Anyway, I had been doing that for quite a while. That year we did a little over 150 double wide, seven triple wides and nearly 40 single wives. But in that year they said, Hey, instead of having this double wide, this big one come all the way up here to Harrison and then go all the way back down to Little Rock.

Would you consider going down to Little Rock, meeting the driver and helping him put it on the site? I said, Sure, I’ll do that, but I get 150 an hour from the time I leave here and go down there until I get back. He said: deal. So we drove down there. When we got there, both halves were already there, which was unusual.

And then we the the place used to be an old house that had burnt down. And then they took a bunch of clay and made a level spot for these 80 foot halves. Actually, it was a little more than 80 foot. At one point they would call them 90 foot, but the longest they made and it was a big one.

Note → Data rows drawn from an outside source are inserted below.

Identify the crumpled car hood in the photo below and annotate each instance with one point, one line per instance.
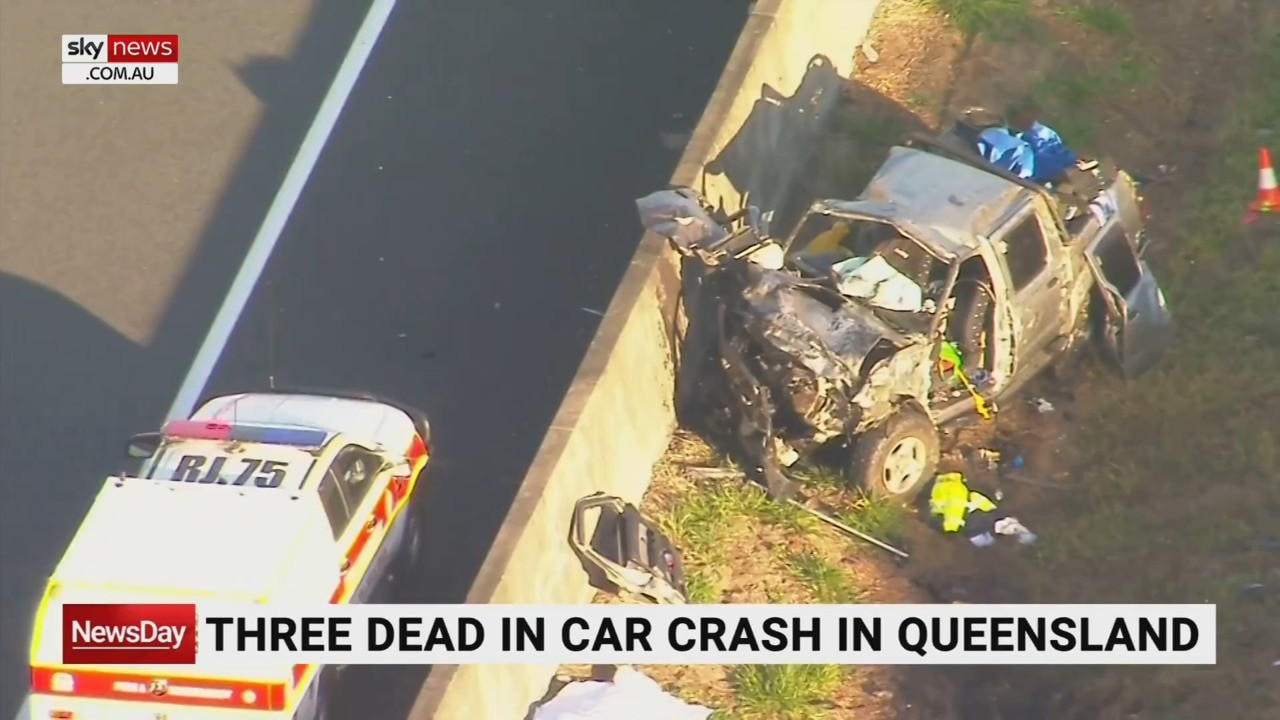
(828, 342)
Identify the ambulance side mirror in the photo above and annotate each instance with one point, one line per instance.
(400, 468)
(142, 446)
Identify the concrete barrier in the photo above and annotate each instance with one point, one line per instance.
(784, 76)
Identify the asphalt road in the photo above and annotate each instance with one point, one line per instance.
(472, 205)
(124, 212)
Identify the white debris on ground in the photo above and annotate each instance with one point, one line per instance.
(630, 696)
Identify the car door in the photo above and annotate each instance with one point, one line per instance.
(359, 478)
(1137, 326)
(1032, 259)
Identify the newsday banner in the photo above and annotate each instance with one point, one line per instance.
(639, 634)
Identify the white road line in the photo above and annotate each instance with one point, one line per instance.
(268, 235)
(286, 197)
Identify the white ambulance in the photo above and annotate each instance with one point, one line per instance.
(260, 497)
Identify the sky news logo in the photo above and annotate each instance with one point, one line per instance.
(119, 59)
(128, 634)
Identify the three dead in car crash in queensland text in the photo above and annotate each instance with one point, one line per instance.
(940, 291)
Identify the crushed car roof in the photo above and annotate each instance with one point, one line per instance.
(942, 203)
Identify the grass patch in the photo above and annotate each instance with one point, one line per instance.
(993, 18)
(784, 692)
(1179, 514)
(827, 582)
(1075, 99)
(876, 516)
(1100, 17)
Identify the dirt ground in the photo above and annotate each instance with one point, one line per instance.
(1160, 491)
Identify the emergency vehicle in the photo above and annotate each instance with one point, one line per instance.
(266, 497)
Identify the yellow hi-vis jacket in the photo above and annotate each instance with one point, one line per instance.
(952, 500)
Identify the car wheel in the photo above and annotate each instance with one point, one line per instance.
(897, 458)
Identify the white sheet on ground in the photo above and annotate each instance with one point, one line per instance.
(631, 696)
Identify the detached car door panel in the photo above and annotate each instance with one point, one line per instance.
(1138, 327)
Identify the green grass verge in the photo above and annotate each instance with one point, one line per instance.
(1182, 478)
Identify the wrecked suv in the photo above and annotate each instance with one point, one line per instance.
(938, 292)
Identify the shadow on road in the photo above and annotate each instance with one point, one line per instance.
(72, 388)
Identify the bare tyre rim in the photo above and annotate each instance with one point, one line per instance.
(904, 465)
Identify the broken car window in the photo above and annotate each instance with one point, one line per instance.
(1118, 261)
(869, 260)
(1025, 253)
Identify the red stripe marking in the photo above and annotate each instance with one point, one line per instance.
(103, 686)
(393, 499)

So the first half went on pretty easy. They had bulldozed the dirt and everything. The the house site, you could see where the the rocks were and everything. They bulldozed all that. So the first half was the upper half on the back side. We put that on pretty easy. The second half was a little harder because we had to get it on the clay, which was about four foot higher on the high side, maybe three foot.

And so we had to get it pretty close to the other and line it up with the old pretty close to where the old house was and get it in there. So I had my two guys in the front. I had another guy with me because I wanted to make it quicker and I was in the back. The guy in the front would tell him if he was going to hit anything over on that side and the other guy on the other side.

Then I had a guy that was just waving him forwards and backwards from what he could see me to say. I was all the way in the back saying, Come on, come on, come on. And the driver describes it this way. He says, I look in my left mirror, I saw your guy and I saw you. And I looked in right mirror and I saw your guy.

And I look back on my left mirror and back in my right, I look in my left mirror one time and I saw your guy and I look in the mirror and I see only thing I see is your head. So what had happened to me was over that time period that they bulldoze the site and bulldoze the house and put in the clay.

They ran over top of the septic tank and they had a grass over. There was no way to know that the septic tank was there. So when I stepped on it, not when I drove the trailer on it, but when I stepped on it, it fell in. Just happened to be so there I was, my head just above and I couldn’t get out now.

It wasn’t up to my neck in it, but I was above my knees and it. So everybody come running up there and thought maybe something I fell down or something because I could see was my head untill they got close. And when the guys got close, they started laughing so hard whenever I said, Hey, pull me out of here.

They were laughing so hard they couldn’t pull me out. And then the driver walked up his only cow. I got to go away. I’m about throw up. It wasn’t that bad. It wasn’t is old, old sewage and had been a long time. But it’s not good. I’m sure there’s not a lot of people that have been in that situation.

So they they finally drug me out of there. And then I said, Now you got to take me somewhere where I can get hosed off. And they were laughing. So take me to a car wash. So you got to get in the back of the truck. So they drove me and drove around town laughing. Oh, well, they took me to finally find a car wash.

And while they were hosing me down, they had to take turns because they couldn’t stop laughing. It was that long that they were laughing. So they hold me all off from my waist down. Them laughing the whole time. And after that, we finished up the job, put it all together, left within a day when I got up there.

And so for months after, every time I went to the office where I got my assignments to work for these guys, everybody in the office would go, Do you smell something? I think I smell something. Is that a new cologne? You’re wearing, Phil? Yeah, the cologne. The toilet. So, yes, things can get worse and yes, I have always had my failures and I’ve overcome. I don’t fall into septic tanks as a rule. There you go. Things can always get worse.